Notably, Cousins Properties owns a portfolio of Class A office assets which is concentrated over the high-growth Sun Belt markets, which, due to their long-term demographic trends, exhibit above-average job growth. Also, assets in these markets command higher rents compared with the broader market. In fact, the majority of the company’s office portfolio is situated in the best urban submarkets in each city, offering the company ample room for growth. Further, Cousins Properties has a well-diversified high-end tenant roster with less dependence on a single industry.

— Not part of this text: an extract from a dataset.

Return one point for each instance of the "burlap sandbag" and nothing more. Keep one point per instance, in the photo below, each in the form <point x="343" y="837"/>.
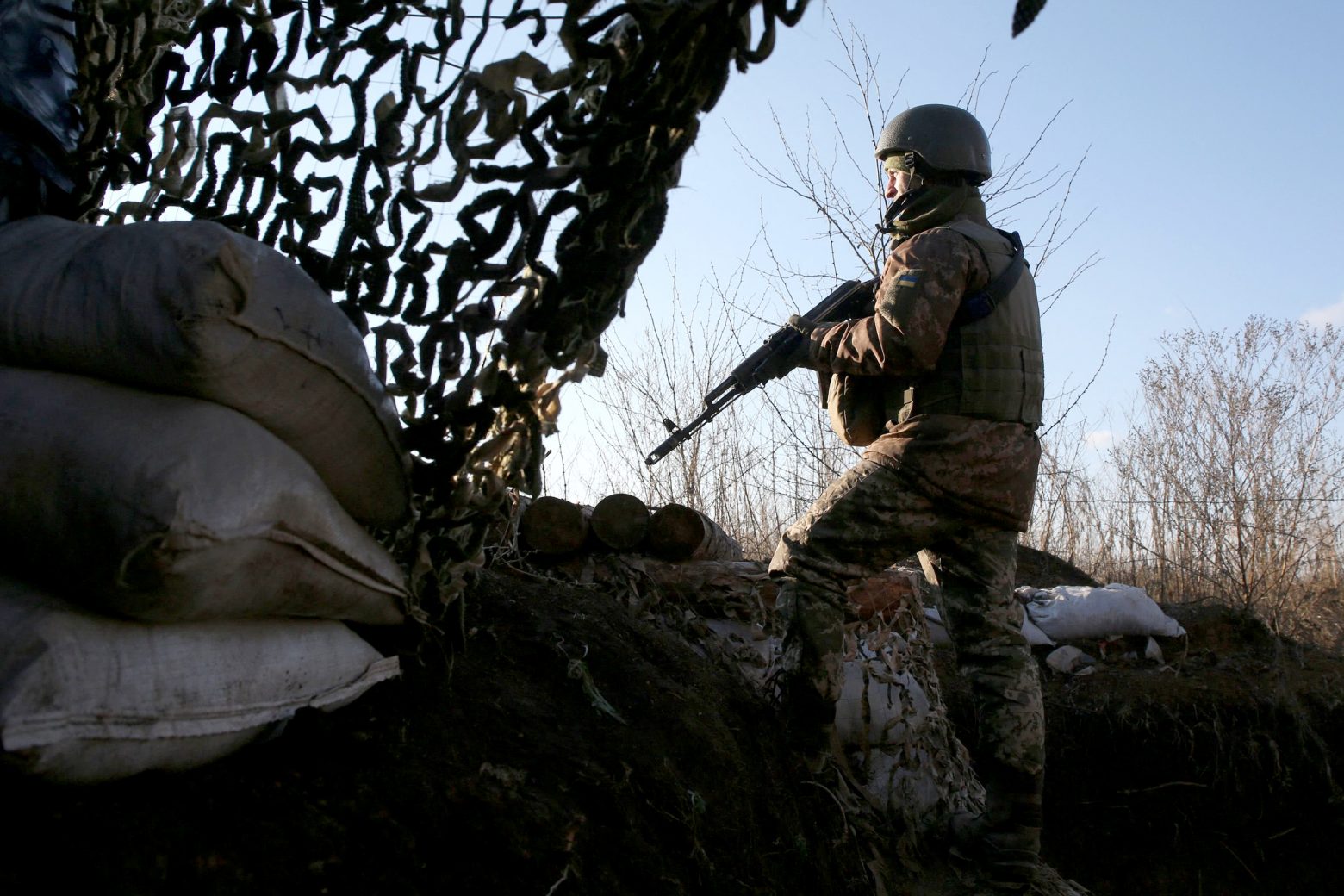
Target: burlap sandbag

Additionally, the company has been making concerted efforts to build a stronger platform with trophy assets and opportunistic developments in high-barrier-to-entry submarkets in Atlanta, Austin, Charlotte, Phoenix and Tampa. In fact, the Class A office real estate environment in these markets has experienced robust net growth and positive net absorption in recent years.
Moreover, Cousins Properties focuses on maintaining a disciplined balance sheet, with ample liquidity to leverage on improving market fundamentals and raise operational efficiency, which aids in long-term growth. The company has also made significant efforts to increase its unencumbered asset pool.
Over the past three months, shares of this Zacks Rank #3 (Hold) stock have outperformed the industry it belongs to. During this period, shares of the company have gained 12.1% against the industry’s growth of 5%. Moreover, the trend in estimate revisions of current-year funds from operations (FFO) per share indicates a steady earnings outlook for the company.
Nevertheless, Cousins Properties faces intense competition from developers, owners and operators of office properties and other commercial real estates, including sublease space available from its tenants. Moreover, supply is increasing in the market therefore any robust growth is likely to remain elusive in the near term.
Further, rise in interest rates poses a challenge for Cousins Properties. This is because the company’s ability to refinance existing debt would be restricted while interest cost on new debt would increase. This could adversely affect the company’s financial results and consequently dent its dividend payout.
Stocks to Consider
A few better-ranked stocks from the same space include LaSalle Hotel Properties (LHO - Free Report) , Park Hotels & Resorts Inc. (PK - Free Report) and Arbor Realty Trust (ABR - Free Report) . While LaSalle Hotel and Park Hotels & Resorts sport a Zacks Rank of 1 (Strong Buy), Arbor Realty carries a Zacks Rank #2 (Buy). You can see the complete list of today’s Zacks #1 Rank stocks here.
LaSalle Hotel’s FFO per share estimates for 2018 have been revised upward marginally to $2.21 over the past month. The stock has gained 25.7% during the past six months.
Park Hotels & Resorts’ Zacks Consensus Estimate for 2018 FFO per share has been revised upward marginally to $2.73 over the past month. The stock has rallied 5.2% in six months’ time.
Arbor Realty’s Zacks Consensus Estimate for 2018 FFO per share has remained unchanged at $1.03 over the past month. Its shares have returned 15.3% in the past six months.
Note: Anything related to earnings presented in this write-up represents funds from operations (FFO) — a widely used metric to gauge the performance of REITs.